Une attaque aérienne des services israéliens contre des immeubles à Doha, au Qatar. C'est l'une des opérations les plus spectaculaires et les plus lourdes de conséquences menées par l'Etat hébreu en presque deux ans de guerre contre le Hamas. Concrètement, la direction du mouvement terroriste à l'étranger était visée.
Une dizaine d'avions de chasse mobilisés
Alors qu'on ne connaît pas avec certitude le nombre ni l'identité des dirigeants du Hamas qui ont été tués, des responsables israéliens hauts placés se sont déclarés optimistes sur les résultats de l'opération. Plusieurs cadres de premier plan de l'organisation terroriste s'étaient réunis à Doha, capitale du Qatar, pour discuter de la nouvelle proposition américaine d'accord sur la fin de la guerre et la libération des otages.

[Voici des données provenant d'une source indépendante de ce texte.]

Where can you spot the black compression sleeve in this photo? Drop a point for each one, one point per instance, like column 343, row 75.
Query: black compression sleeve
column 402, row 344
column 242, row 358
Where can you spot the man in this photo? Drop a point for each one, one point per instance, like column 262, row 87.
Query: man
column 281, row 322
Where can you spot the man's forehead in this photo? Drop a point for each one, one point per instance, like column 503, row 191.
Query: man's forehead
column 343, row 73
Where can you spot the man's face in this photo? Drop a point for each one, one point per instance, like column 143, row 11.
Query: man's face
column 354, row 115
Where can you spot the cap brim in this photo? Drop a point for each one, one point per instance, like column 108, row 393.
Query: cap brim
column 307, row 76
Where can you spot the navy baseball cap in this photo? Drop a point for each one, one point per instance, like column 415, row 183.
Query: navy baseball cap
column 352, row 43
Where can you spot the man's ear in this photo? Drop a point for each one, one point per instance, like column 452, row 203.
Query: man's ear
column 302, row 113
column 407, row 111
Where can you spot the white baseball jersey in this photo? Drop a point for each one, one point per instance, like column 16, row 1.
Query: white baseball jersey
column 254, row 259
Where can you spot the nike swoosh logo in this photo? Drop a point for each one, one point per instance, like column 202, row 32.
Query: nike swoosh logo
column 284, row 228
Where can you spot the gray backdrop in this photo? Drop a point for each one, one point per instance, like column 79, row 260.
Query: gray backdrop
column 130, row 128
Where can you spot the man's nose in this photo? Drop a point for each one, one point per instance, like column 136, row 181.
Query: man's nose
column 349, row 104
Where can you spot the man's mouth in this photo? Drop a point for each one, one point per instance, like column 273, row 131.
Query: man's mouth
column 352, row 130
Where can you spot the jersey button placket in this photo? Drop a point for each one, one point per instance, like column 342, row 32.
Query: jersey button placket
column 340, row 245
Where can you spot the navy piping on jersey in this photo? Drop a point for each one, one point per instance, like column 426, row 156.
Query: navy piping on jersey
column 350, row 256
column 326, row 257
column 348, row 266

Israël disposait de renseignements précis sur le lieu de cette réunion et sur l'identité de ses participants. Une dizaine d'avions de chasse ont pris part à cette opération, parcourant la longue distance séparant Israël du Qatar. Cette mission a nécessité l'aval des Etats-Unis, même si Benjamin Netanyahou a tenu à préciser que l'Etat hébreu endossait pleinement l'entière responsabilité de ce raid aérien.
L'inquiétude des familles d'otages
La question des conséquences de la frappe sur le sort des otages détenus par le Hamas et sur la suite de la guerre dans la bande de Gaza est bien évidemment dans tous les esprits en Israël. Les négociations sont interrompues et le Forum des familles d'otages a fait part de sa vive inquiétude.
La plupart des proches des captifs craignent que les terroristes du Hamas ne se vengent sur les otages qu'ils maintiennent en détention. Ils s'inquiètent également de voir cette opération réduire les chances de reprise des pourparlers sur un accord qui pourrait permettre la libération des otages détenus depuis près de deux ans dans la bande de Gaza.